One of the injured Copts, Asaad Bakheet Rezek, told a Coptic TV (CTV) that a Muslim about 17 years old beat one of the priests with a club as security forces led him from the Anba Karas Church building in Naga al-Ghafir, Sohag Governorate in southern Egypt.

The priest, identified as Father Basilious, sustained a minor head injury as security forces escorted him and another priest into an armored vehicle after the chanting mob tried to enter the building, Rezek said, adding that the children were terrified by the club- and knife-wielding crowds as they shouted, cursed and pelted the building with rocks.

The village mayor had gone to the church premises the previous day, angry at construction underway for a fourth floor to a building annex, according to advocacy groups Coptic Solidarity and the Egyptian Initiative for Personal Rights (EIPR).

The mayor accused the Christians of “treason” for the add-on. He started shouting to neighbors to take action against the church and left, later submitting a notice at the city council complaining about the construction, according to the groups. The city council immediately arrived, stopped the work and confiscated building materials, including the cement and the reinforced steel.

The next day at 4 p.m., dozens of angry demonstrators tried to enter the church premises but were unable to get through a steel door. Carrying clubs and knives, they started shouting, cursing and pelting the building with rocks, according to Coptic Solidarity.

Additional forces arrived, and Father Basilious was struck as he and another priest were escorted off the premises. Parents and church leaders were not able to move the 200 children away from the angry, chanting villagers until security forces dispersed the crowds. Though police witnessed the beating of the priest, no arrests were made.

Both Father Basilious and Father Bakhoum were taken for questioning into the evening hours.

Police issued an indefinite closure order, pending investigations, and froze all activities of the 10-year-old church, including the its daycare and the Sunday School.

The church, which held worship services every Wednesday, Friday and Sunday, was the only one serving a Christian population of about 1,300 in Naga al-Ghafir village, the rights groups said.
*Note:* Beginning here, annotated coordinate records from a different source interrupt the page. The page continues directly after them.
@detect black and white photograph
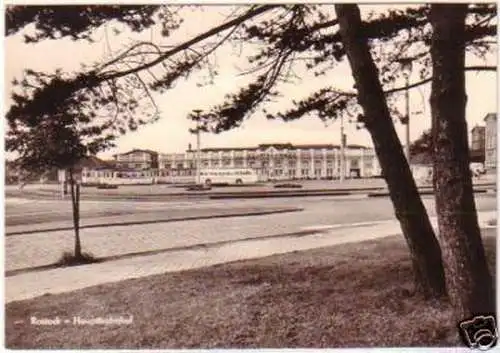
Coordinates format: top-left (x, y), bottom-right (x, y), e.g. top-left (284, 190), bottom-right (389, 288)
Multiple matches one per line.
top-left (3, 1), bottom-right (498, 351)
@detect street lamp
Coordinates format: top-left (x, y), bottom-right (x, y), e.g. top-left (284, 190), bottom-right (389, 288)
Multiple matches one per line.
top-left (340, 114), bottom-right (346, 183)
top-left (399, 59), bottom-right (412, 164)
top-left (193, 109), bottom-right (201, 185)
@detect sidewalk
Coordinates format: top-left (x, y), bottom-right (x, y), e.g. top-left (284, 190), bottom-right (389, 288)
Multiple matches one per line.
top-left (5, 211), bottom-right (496, 303)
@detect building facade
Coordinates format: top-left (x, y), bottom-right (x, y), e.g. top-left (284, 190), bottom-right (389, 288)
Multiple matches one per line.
top-left (114, 149), bottom-right (158, 170)
top-left (470, 125), bottom-right (486, 164)
top-left (484, 113), bottom-right (497, 172)
top-left (470, 125), bottom-right (486, 151)
top-left (158, 143), bottom-right (380, 180)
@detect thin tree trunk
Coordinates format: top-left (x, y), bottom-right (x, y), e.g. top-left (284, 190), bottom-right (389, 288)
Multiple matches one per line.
top-left (69, 168), bottom-right (83, 259)
top-left (430, 4), bottom-right (494, 320)
top-left (335, 4), bottom-right (446, 298)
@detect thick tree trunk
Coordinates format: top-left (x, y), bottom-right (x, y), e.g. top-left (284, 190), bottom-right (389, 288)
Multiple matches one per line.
top-left (69, 169), bottom-right (83, 259)
top-left (430, 4), bottom-right (494, 320)
top-left (335, 4), bottom-right (445, 298)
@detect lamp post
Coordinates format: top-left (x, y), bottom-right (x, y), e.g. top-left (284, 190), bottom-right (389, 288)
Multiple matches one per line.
top-left (400, 59), bottom-right (412, 164)
top-left (193, 109), bottom-right (201, 185)
top-left (340, 114), bottom-right (346, 182)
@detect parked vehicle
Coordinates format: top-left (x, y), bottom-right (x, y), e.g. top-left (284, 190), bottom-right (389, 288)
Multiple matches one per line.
top-left (200, 168), bottom-right (258, 185)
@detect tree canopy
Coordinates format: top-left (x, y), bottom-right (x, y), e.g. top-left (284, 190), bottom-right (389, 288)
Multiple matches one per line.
top-left (6, 4), bottom-right (496, 139)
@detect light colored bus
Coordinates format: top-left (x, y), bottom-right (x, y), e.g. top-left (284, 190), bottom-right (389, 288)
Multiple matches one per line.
top-left (200, 168), bottom-right (258, 185)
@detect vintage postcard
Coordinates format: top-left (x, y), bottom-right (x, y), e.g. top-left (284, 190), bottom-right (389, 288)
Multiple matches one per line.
top-left (3, 2), bottom-right (498, 350)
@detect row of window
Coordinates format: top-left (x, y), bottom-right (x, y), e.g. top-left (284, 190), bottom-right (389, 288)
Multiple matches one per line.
top-left (163, 159), bottom-right (373, 169)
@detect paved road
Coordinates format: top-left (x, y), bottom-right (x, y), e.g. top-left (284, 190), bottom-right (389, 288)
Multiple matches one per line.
top-left (5, 195), bottom-right (496, 270)
top-left (5, 212), bottom-right (496, 303)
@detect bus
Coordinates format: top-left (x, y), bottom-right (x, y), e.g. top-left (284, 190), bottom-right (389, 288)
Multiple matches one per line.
top-left (200, 168), bottom-right (258, 185)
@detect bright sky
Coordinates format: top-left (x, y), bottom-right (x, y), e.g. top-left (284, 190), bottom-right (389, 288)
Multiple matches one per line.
top-left (4, 5), bottom-right (497, 158)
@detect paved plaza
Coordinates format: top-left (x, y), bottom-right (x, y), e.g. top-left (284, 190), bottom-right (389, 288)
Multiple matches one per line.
top-left (5, 195), bottom-right (496, 301)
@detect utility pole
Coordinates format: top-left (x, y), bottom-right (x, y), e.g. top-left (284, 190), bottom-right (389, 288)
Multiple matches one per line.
top-left (194, 109), bottom-right (201, 185)
top-left (400, 58), bottom-right (412, 164)
top-left (340, 114), bottom-right (346, 182)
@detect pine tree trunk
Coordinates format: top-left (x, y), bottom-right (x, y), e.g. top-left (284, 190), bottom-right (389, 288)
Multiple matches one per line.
top-left (430, 4), bottom-right (494, 320)
top-left (69, 168), bottom-right (83, 259)
top-left (335, 4), bottom-right (446, 298)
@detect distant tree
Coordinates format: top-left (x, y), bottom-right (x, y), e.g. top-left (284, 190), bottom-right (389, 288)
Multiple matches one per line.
top-left (5, 103), bottom-right (113, 262)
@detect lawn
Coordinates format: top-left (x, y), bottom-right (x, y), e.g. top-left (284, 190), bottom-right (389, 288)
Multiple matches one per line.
top-left (6, 229), bottom-right (496, 349)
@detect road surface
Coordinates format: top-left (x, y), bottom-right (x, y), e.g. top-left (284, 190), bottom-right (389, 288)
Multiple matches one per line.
top-left (5, 194), bottom-right (496, 271)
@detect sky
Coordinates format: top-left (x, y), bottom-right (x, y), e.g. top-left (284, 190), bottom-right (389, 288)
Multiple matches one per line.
top-left (4, 5), bottom-right (497, 158)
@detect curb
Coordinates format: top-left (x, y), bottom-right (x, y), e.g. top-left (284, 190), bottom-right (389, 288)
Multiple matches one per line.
top-left (4, 227), bottom-right (326, 277)
top-left (208, 191), bottom-right (354, 200)
top-left (5, 207), bottom-right (304, 236)
top-left (367, 189), bottom-right (488, 197)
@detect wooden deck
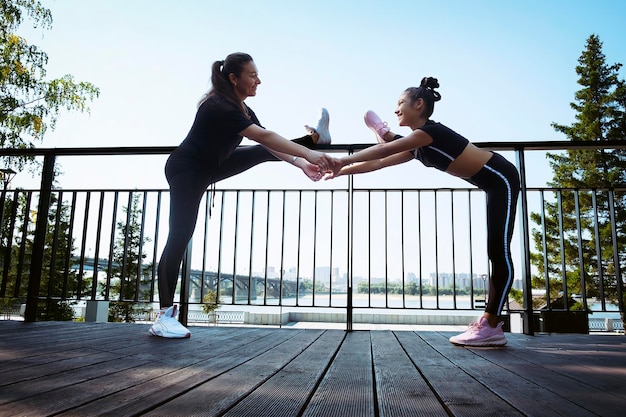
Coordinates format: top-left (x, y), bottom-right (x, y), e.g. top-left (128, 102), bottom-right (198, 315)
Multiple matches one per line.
top-left (0, 321), bottom-right (626, 417)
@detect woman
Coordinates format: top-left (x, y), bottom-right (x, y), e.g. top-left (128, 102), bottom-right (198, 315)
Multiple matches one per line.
top-left (327, 77), bottom-right (519, 346)
top-left (150, 53), bottom-right (332, 338)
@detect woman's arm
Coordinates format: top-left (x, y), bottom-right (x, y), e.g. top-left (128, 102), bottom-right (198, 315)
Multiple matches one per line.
top-left (266, 148), bottom-right (322, 181)
top-left (324, 151), bottom-right (413, 180)
top-left (240, 124), bottom-right (334, 171)
top-left (327, 130), bottom-right (433, 178)
top-left (341, 130), bottom-right (433, 165)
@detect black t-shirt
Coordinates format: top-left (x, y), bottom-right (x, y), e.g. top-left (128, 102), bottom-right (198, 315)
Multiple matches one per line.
top-left (175, 96), bottom-right (262, 167)
top-left (413, 120), bottom-right (469, 171)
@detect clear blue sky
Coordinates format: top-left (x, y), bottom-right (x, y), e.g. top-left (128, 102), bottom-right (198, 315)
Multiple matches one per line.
top-left (15, 0), bottom-right (626, 187)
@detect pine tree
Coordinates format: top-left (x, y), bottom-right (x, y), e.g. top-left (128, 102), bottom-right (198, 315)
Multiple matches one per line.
top-left (109, 193), bottom-right (151, 323)
top-left (531, 35), bottom-right (626, 316)
top-left (0, 192), bottom-right (88, 320)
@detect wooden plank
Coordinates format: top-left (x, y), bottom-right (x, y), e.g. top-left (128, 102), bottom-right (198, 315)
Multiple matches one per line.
top-left (145, 330), bottom-right (325, 417)
top-left (476, 335), bottom-right (626, 416)
top-left (422, 332), bottom-right (595, 417)
top-left (302, 331), bottom-right (376, 417)
top-left (50, 328), bottom-right (297, 417)
top-left (224, 330), bottom-right (345, 417)
top-left (396, 332), bottom-right (520, 417)
top-left (371, 331), bottom-right (448, 417)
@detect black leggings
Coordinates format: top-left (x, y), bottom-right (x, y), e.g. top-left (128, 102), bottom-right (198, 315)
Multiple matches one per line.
top-left (158, 136), bottom-right (314, 308)
top-left (468, 153), bottom-right (520, 315)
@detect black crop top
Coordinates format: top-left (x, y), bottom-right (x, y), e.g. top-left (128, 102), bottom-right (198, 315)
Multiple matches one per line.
top-left (413, 120), bottom-right (469, 171)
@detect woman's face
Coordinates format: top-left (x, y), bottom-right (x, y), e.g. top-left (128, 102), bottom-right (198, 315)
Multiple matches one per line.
top-left (395, 93), bottom-right (421, 126)
top-left (229, 61), bottom-right (261, 101)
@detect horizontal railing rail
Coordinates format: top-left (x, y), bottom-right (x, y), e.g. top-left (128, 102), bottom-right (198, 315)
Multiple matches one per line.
top-left (0, 141), bottom-right (626, 334)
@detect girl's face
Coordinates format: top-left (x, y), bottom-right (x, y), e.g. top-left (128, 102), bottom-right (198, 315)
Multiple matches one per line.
top-left (229, 61), bottom-right (261, 101)
top-left (395, 93), bottom-right (423, 126)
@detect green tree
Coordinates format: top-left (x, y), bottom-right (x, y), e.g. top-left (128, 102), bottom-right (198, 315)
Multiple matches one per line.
top-left (531, 35), bottom-right (626, 316)
top-left (0, 192), bottom-right (89, 320)
top-left (109, 193), bottom-right (152, 323)
top-left (0, 0), bottom-right (100, 169)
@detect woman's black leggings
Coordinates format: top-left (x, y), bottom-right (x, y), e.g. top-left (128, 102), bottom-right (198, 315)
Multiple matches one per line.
top-left (158, 136), bottom-right (314, 308)
top-left (468, 153), bottom-right (520, 315)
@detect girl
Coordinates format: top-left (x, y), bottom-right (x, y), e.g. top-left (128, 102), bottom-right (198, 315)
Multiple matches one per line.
top-left (327, 77), bottom-right (519, 346)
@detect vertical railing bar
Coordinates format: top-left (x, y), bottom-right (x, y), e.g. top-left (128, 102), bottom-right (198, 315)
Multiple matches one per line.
top-left (311, 190), bottom-right (318, 307)
top-left (104, 191), bottom-right (119, 300)
top-left (367, 190), bottom-right (370, 307)
top-left (24, 153), bottom-right (56, 322)
top-left (346, 158), bottom-right (354, 332)
top-left (591, 189), bottom-right (606, 310)
top-left (548, 190), bottom-right (567, 310)
top-left (512, 147), bottom-right (535, 335)
top-left (576, 190), bottom-right (588, 311)
top-left (248, 191), bottom-right (257, 304)
top-left (217, 190), bottom-right (228, 304)
top-left (450, 190), bottom-right (457, 310)
top-left (417, 190), bottom-right (424, 308)
top-left (233, 190), bottom-right (238, 304)
top-left (119, 191), bottom-right (133, 301)
top-left (0, 190), bottom-right (19, 297)
top-left (200, 188), bottom-right (211, 303)
top-left (296, 190), bottom-right (302, 306)
top-left (48, 191), bottom-right (62, 300)
top-left (434, 190), bottom-right (441, 310)
top-left (383, 190), bottom-right (389, 308)
top-left (608, 190), bottom-right (625, 312)
top-left (77, 191), bottom-right (91, 300)
top-left (539, 190), bottom-right (550, 304)
top-left (263, 190), bottom-right (272, 305)
top-left (135, 191), bottom-right (148, 302)
top-left (150, 190), bottom-right (163, 302)
top-left (15, 193), bottom-right (31, 306)
top-left (91, 191), bottom-right (105, 300)
top-left (400, 190), bottom-right (406, 308)
top-left (328, 190), bottom-right (335, 307)
top-left (216, 190), bottom-right (225, 296)
top-left (278, 190), bottom-right (287, 308)
top-left (467, 190), bottom-right (476, 309)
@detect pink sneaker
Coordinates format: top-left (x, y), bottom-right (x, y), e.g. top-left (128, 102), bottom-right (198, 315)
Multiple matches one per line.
top-left (450, 317), bottom-right (506, 346)
top-left (363, 110), bottom-right (389, 143)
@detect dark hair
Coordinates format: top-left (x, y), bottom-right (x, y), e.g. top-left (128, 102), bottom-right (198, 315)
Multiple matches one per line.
top-left (404, 77), bottom-right (441, 118)
top-left (198, 52), bottom-right (253, 115)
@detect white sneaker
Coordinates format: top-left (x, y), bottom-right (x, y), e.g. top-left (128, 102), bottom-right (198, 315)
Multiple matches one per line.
top-left (304, 107), bottom-right (331, 145)
top-left (150, 306), bottom-right (191, 339)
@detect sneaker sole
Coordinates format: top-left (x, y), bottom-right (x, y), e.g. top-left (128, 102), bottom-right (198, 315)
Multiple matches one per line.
top-left (450, 339), bottom-right (506, 347)
top-left (150, 328), bottom-right (191, 339)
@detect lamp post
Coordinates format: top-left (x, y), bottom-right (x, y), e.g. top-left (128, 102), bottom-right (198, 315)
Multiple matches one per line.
top-left (0, 168), bottom-right (16, 221)
top-left (0, 168), bottom-right (17, 190)
top-left (0, 168), bottom-right (16, 255)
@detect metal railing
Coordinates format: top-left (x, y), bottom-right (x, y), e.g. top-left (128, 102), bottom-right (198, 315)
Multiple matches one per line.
top-left (0, 142), bottom-right (626, 334)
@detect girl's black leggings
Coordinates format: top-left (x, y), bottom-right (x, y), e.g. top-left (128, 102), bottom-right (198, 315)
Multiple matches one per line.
top-left (468, 153), bottom-right (520, 315)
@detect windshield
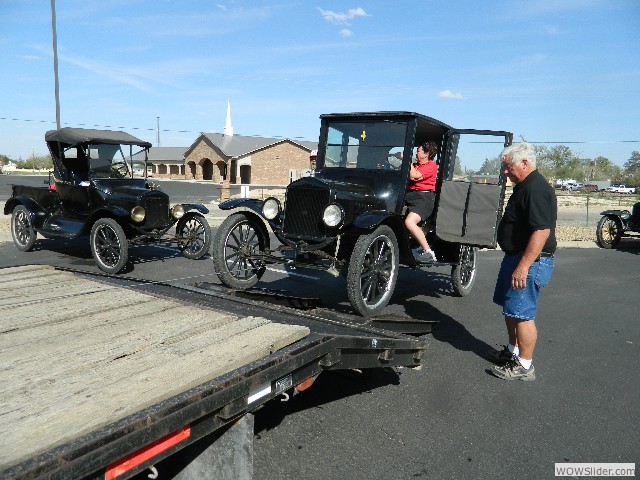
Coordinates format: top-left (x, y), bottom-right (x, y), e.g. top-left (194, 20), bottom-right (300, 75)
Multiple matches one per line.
top-left (86, 144), bottom-right (131, 178)
top-left (324, 120), bottom-right (408, 170)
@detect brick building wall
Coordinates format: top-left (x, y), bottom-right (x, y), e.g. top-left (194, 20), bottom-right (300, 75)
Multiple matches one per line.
top-left (246, 141), bottom-right (309, 185)
top-left (184, 139), bottom-right (227, 182)
top-left (184, 139), bottom-right (310, 185)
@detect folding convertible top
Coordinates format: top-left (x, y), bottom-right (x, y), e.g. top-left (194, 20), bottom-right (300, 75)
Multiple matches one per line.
top-left (44, 127), bottom-right (151, 148)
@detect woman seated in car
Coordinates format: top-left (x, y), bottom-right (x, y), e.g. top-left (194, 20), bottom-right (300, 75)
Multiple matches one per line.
top-left (404, 142), bottom-right (438, 263)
There had been no prior trouble with Muslim neighbors.

“The Egyptian Initiative for Personal Rights condemns the closure of the Anba Karas Church in Naga al-Ghafir,” an EIPR statement read. “The church was shuttered after dozens of Muslim residents of the village surrounded the church and chanted hostile slogans against Copts; a Christian cleric and another citizen were injured after being assaulted with sticks.”

The EIPR stated that the right of worship, individually or collectively, whether in a church building, home, or other building, is a fundamental right upheld by the Egyptian constitution and international human rights conventions ratified by Egypt.

“This right is not contingent on the will of the majority,” the EIPR noted.

The church was issued a permit four years ago as an association for religious activities, prayers and social services. Two years ago the church bought an adjacent 75-square meter plot and annexed a structure to the older building after submitting all payments and paperwork to authorities.

The second and third floors were built two months ago, and there were no problems until the construction of the fourth floor began.

“The EIPR condemns the practice of security agencies closing down churches in which worship services are regularly held, on the grounds that they are not officially licensed,” the EIPR statement reads. “This violates Article 8 of Law 80/2016 on the construction of churches, which provides for the continued functioning of churches and religious buildings even in the absence of the necessary permits or failure to meet the conditions for legal status. It also contradicts a letter sent by the head of the construction and public relations sector in the Ministry of Housing on Jan. 6, 2018 to Father Mikhail Anton, the representative of the Orthodox Coptic confession on the church regularization committee.”

The housing ministry official stated that 14 governorates had been instructed not to suspend any worship services in churches that had filed their applications for status with the governorate regularization committees, according to the EIPR statement.

The EIPR has documented 32 incidents of sectarian tension and violence since the church construction law went into effect, all of them associated with worship. Interventions by various state institutions in this period led to the closure of 22 churches and the prohibition of collective worship within them, it stated.

Egypt ranked 16th on Christian support organization Open Doors’ 2019 World Watch List of countries where it is most difficult to be a Christian.